We prefer smaller towns with access to larger cities. Any information about how these two places compare would be appreciated.

Thanks!


----------



## Auld Yin (Mar 10, 2009)

immamom said:


> Hello everyone:
> 
> I am new to this forum. My husband and I are moving to Canada in a few months and we are trying to decide on Ottawa or Waterloo. My husband is francophone while I am anglophone. Both of us teach at the University level; he is a scientist and I am in the Social Sciences. He would be looking for work either with industry or at a university. I on the other hand am looking for working either in Higher Education or with a NGO/ non profit organization.
> 
> ...


I am assuming you both have acquired TWP/PR visas to enter the country? Given your professions I feel I'm safe to assume you're aware of where the universities in Ontario are located. Have either of you researched the opportunities available at the Universities of Waterloo and Ottawa?
Waterloo is a considerably smaller city than Ottawa (100,000 vs 800,000 populations) and is the home of RIM, the makers of the Blackberry communications device. Ottawa is, of course, the country's capital city and as such has a high concentration of civil servants and beaurocrats. Both are good places to live and given your preference for smaller centres Waterloo would fit your bill. It is about one hour from Toronto to the east and one hour from London to the west. I actually know a professor at the university there.
Ottawa has a good degree of bi-lingualism but it's not essential to live there. It is about 90 minutes from Montreal and the French culture there.
Weather wise Waterloo would normally have a less cold winter than Ottawa but Spring/Summer/Fall in both cities would be very acceptable.
If there's any other questions you may have I would be pleased to attempt to answer.


----------



## immamom (Apr 17, 2009)

Thank you that certainly helps in putting the two places in perspective. Yes we recently obtained our PR and we have looked at the Universities in the area and any potential opportunities.

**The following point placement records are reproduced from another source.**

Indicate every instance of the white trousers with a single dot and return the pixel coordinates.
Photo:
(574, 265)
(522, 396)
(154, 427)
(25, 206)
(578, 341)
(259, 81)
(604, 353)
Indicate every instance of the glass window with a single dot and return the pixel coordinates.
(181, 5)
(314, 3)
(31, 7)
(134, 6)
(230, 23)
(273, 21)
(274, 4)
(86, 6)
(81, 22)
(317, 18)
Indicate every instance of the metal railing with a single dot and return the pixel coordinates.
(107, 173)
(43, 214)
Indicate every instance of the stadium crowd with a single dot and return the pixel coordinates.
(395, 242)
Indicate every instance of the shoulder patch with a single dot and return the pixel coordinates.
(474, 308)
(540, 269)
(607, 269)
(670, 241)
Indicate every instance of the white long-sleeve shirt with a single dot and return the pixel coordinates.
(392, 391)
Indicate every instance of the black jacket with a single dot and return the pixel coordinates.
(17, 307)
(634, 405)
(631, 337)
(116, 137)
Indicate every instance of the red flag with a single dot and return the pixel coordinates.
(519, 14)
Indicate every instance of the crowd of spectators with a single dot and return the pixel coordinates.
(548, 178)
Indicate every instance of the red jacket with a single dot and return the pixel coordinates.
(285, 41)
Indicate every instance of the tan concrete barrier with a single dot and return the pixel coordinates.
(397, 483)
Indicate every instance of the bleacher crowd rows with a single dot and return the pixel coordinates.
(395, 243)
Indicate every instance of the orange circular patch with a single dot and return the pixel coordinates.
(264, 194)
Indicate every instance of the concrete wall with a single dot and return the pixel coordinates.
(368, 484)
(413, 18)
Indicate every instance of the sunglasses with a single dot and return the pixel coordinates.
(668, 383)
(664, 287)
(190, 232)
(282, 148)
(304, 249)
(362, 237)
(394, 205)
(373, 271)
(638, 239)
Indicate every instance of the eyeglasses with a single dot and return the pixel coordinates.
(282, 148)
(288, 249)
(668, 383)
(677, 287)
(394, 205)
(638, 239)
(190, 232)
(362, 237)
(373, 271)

Would the bilingual component be completely missing in Waterloo? My husband is Francophone plus we want our kids to be able to speak the 2 languages (English and French). I also speak some French but very basic. Would there be any opportunities to learn French outside of Ottawa and Quebec?


----------



## Auld Yin (Mar 10, 2009)

immamom said:


> Thank you that certainly helps in putting the two places in perspective. Yes we recently obtained our PR and we have looked at the Universities in the area and any potential opportunities. Would the bilingual component be completely missing in Waterloo? My husband is Francophone plus we want our kids to be able to speak the 2 languages (English and French). I also speak some French but very basic. Would there be any opportunities to learn French outside of Ottawa and Quebec?


There are French Immersion schools in Waterloo, as there are all over Canada. Try looking at the following websites and I'm sure there will be links to others.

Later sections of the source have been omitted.